The Pubs of Greystoke
Greystoke used to sport a total of 4 pubs, including 1 Inn – the Boot and Shoe, of course. But as our local history expert Allan Marshall explains, there was a crucial difference between a pub and an inn:
The Boot and Shoe Inn is the only pub shown on old ordinance survey maps. An Inn provided accommodation and was shown on maps. Public houses in those days were just someone’s house with a room where you could purchase ale.
The Cricketers Arms
The Cricketers Arms, Berrier Road. Photographer unknown
The Cricketers Arms. Just beyond you can see a horse standing. This was the blacksmiths shop, hence Smithy Court. The blacksmiths shop became the start of Mandales Garage. The house to the left of the old pub, that has scaffolding on the chimney, was Florine Howells shop. I used to go in there in the fifties and get four aniseed balls for a penny.

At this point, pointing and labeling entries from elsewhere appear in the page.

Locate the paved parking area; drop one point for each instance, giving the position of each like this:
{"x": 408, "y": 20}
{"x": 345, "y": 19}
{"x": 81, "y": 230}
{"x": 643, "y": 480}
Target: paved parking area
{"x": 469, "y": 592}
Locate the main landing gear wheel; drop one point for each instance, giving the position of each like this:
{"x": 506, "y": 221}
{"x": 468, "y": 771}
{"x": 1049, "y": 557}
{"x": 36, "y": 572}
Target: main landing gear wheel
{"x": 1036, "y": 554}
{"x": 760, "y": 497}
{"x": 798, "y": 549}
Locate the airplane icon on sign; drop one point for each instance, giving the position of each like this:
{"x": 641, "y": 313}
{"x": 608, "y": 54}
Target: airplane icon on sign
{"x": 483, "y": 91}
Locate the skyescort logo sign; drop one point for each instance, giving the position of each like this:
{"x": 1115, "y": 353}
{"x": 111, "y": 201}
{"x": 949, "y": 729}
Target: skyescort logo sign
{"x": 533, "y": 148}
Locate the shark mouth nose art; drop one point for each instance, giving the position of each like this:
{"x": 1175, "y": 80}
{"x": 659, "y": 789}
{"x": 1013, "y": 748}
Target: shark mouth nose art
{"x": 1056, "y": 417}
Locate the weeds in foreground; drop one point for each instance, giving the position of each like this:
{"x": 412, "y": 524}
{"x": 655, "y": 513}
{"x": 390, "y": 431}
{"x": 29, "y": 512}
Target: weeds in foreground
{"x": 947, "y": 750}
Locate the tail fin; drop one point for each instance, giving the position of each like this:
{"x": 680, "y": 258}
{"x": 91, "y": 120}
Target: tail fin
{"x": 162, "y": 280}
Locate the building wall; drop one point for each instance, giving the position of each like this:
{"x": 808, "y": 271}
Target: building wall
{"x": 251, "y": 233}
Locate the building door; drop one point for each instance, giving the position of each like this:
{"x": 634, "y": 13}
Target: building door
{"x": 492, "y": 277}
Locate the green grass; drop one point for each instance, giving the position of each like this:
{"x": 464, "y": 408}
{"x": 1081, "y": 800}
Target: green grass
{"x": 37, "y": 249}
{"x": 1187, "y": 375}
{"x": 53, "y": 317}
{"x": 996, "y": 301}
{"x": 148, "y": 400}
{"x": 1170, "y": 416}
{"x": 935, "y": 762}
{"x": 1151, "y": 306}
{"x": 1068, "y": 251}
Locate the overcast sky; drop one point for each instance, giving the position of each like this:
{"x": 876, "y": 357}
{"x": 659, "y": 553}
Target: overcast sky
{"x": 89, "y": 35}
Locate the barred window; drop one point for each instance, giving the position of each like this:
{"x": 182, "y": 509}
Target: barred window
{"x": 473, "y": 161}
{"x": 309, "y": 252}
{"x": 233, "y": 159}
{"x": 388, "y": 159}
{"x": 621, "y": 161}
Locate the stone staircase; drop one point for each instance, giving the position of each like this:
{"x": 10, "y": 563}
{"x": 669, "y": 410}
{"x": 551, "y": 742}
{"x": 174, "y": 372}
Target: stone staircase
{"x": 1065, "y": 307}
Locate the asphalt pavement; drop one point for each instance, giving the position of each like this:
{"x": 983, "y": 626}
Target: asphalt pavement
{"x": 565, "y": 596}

The Cricketers Arms still exists. It is the very first building on Berrier Road. It is now two houses. Squirrel Cottage and The Cottage. Perhaps if the present owners read this they might do some renaming!
The Cricketers Arms was known as Garage House in later years as it was next to Mandales garage. Mary and I lived in Garage House when we first got married and one of the rooms was the office for the garage. Ruby Mounsey was the secretary and had permission to use our bathroom and the garage bog was no place for a lady! Allan Marshall
The Pelican was a pub situated on Church Road. Today the house still has the same name.
The 3rd pub in the Village was Crossways, the white house situated at the top of Church Road, opposite the Post Office.
The Boot and Shoe
Finally the Inn. The Boot and Shoe is now the only pub in the village.
The Boot and Shoe is a 16th Century Coaching Inn dating from 1511, and it’s 500 year old name apparently comes from a former Duke of Norfolk who at the time lived in Greystoke Castle. It is said that to ease the pain of gout, he used to wear a Boot on one foot and a Shoe on the other.